2. The ability of the currently running process to run several (the number may to be very large) "son" parallel processes. Parent processes stop themselves and run "son" processes then they start to run again after all son processes are done.

Another popular parallel programming model is LINDA by D. Gelernter. LINDA is not a programming language, but a parallelizing extension to a conventional programming language. There is C-LINDA, FORTRAN-LINDA and FORTH-LINDA. LINDA the paradigm is based on the idea of active and passive tuples. Active tuples are the processes started by some other process and running with it in co-operation.
Passive tuples are the tools for information exchange.
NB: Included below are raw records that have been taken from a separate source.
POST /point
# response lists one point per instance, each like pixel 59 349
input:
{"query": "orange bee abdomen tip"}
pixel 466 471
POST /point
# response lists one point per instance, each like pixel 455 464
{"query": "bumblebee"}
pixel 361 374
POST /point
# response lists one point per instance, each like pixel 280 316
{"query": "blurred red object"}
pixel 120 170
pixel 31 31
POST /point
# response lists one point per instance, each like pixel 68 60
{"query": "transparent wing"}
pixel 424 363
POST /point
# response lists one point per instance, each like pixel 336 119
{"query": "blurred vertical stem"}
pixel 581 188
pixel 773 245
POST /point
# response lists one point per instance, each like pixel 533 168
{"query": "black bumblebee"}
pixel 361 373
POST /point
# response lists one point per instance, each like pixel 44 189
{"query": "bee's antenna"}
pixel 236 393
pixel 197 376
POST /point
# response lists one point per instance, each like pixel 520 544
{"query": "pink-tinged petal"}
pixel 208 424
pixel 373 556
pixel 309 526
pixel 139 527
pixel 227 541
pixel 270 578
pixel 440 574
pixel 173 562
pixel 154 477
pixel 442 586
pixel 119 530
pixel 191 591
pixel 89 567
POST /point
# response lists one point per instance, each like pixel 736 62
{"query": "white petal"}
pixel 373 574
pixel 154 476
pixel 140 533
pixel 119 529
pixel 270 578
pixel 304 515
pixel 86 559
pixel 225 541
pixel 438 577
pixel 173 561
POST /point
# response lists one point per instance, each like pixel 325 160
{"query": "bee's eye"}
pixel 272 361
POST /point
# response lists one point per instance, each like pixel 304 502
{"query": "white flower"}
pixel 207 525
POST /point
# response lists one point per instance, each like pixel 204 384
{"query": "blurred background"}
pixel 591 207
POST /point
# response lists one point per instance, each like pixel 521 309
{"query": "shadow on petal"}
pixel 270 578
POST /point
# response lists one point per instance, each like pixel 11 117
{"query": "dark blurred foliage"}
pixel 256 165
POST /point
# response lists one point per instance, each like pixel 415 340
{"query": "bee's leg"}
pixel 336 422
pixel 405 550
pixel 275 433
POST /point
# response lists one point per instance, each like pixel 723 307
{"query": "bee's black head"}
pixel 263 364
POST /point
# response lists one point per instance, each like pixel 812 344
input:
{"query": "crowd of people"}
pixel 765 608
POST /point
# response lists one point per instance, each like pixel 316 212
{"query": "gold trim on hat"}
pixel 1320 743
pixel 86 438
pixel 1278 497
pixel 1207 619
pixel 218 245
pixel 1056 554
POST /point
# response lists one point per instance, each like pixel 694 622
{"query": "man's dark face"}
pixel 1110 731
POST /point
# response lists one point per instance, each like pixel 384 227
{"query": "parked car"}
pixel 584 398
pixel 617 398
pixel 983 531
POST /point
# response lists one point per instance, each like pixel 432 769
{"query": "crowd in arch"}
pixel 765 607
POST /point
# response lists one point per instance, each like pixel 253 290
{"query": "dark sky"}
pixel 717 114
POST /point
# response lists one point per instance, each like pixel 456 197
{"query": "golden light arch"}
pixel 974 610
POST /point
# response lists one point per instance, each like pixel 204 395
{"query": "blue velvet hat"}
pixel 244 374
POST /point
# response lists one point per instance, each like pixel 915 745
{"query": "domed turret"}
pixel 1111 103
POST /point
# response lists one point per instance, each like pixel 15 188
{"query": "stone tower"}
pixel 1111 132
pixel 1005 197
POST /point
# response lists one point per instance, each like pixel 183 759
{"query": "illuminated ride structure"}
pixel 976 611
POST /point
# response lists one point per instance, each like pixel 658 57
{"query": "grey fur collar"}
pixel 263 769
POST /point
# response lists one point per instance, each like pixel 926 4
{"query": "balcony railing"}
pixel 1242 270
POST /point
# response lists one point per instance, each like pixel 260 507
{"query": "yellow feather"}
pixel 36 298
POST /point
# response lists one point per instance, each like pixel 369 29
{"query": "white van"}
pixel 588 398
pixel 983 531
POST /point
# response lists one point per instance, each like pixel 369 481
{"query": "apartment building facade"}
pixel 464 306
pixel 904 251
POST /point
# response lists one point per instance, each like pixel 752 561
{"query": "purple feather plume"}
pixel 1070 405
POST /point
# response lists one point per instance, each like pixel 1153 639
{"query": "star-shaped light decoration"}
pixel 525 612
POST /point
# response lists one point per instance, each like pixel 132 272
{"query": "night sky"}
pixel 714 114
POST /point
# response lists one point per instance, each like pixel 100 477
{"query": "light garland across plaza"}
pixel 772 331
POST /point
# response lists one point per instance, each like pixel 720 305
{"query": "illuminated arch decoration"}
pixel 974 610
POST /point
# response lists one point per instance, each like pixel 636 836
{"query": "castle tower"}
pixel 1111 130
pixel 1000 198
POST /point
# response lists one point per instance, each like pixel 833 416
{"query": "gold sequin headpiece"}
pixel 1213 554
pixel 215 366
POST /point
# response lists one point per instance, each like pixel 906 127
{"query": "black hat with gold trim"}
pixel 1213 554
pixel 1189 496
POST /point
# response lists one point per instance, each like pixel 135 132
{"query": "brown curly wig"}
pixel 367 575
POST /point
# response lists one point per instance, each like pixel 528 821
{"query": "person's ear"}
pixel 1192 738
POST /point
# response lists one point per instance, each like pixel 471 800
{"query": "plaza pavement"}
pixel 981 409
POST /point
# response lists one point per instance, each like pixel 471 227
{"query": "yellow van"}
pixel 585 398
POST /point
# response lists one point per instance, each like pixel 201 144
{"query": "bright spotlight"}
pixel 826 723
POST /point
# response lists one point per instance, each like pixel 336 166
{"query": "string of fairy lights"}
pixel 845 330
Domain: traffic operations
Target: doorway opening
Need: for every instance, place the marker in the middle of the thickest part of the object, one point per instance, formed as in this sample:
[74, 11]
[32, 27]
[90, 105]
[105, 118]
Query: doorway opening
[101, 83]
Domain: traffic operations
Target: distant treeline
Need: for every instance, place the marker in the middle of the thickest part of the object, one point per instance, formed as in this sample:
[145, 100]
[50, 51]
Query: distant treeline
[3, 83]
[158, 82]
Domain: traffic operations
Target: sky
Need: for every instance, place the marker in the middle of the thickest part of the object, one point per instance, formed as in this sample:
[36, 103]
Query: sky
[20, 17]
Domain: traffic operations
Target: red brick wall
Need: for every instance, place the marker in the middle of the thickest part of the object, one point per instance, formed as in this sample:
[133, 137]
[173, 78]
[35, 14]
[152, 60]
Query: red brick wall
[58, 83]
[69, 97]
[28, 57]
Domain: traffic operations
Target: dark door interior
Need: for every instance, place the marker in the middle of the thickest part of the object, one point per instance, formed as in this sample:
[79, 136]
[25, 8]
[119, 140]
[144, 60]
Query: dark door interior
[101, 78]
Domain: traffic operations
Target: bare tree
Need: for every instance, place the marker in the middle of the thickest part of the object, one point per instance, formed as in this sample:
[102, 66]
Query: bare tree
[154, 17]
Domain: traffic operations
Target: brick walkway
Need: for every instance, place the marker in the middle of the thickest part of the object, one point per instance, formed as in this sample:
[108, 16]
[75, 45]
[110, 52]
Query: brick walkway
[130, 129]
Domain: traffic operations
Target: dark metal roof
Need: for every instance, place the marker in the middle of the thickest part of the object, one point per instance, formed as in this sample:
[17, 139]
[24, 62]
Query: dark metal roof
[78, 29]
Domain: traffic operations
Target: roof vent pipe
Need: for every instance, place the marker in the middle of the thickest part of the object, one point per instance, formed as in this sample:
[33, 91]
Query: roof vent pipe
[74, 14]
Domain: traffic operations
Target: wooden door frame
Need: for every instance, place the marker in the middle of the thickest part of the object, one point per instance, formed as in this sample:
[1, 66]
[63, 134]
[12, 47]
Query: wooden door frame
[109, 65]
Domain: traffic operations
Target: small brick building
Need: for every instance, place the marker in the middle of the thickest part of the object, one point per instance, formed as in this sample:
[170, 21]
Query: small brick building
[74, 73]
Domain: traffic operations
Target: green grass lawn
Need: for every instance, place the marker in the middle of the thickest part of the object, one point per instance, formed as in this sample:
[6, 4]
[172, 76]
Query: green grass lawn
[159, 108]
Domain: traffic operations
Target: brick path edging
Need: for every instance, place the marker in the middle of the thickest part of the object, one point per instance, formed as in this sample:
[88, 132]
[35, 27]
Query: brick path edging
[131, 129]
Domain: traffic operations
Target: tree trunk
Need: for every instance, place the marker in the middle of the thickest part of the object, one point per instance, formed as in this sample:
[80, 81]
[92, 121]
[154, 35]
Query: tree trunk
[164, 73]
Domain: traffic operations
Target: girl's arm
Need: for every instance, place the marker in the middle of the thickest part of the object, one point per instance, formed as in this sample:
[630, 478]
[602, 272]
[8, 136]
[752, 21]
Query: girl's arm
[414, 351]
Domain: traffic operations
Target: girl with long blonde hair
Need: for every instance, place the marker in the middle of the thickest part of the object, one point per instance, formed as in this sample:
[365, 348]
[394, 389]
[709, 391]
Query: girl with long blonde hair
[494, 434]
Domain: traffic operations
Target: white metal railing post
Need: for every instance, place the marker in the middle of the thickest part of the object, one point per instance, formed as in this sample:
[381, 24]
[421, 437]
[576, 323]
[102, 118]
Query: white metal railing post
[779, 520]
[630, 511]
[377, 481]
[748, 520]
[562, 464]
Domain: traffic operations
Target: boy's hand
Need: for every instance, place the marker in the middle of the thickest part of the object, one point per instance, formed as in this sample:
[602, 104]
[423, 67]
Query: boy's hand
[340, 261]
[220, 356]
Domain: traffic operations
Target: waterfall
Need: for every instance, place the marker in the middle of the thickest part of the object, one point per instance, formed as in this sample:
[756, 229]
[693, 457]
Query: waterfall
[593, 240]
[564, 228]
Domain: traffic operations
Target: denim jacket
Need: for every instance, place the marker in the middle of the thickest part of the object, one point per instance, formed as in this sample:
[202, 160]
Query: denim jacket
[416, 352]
The passive tuples exchange information like notes on a bulletin board.

Paradigms of OCCAM and LINDA do not conflict with one another, but rather complement each other. It is hard to emulate LINDA in OCCAM and it is hard to emulate OCCAM in LINDA efficiently.

The subject of this paper is a FORTH Parallel Extension. What new has arrived with Parallel Forth? Very little.

MULTI           Enable multiprocessing mode;

SINGLE          Disable multiprocessing mode;

||( ... )       Coupled words to add a new parallel branch
                (all words inside parenthesis) into the
                current mounted (not running!) processes'
                ring;

EV( ... )       Coupled words to add a new parallel branch
                into the current running processes' ring. It's
                like the active tuple in LINDA and the syntax
                has come from FORTH-LINDA by Jeff Fox;

PAR             Stop the current process and start a "son"
                processes' ring mounted by the "parent"
                process by means of a ||( ... ) -construction.
                Wait until all "son" processes are done and then
                run the "parent" process again.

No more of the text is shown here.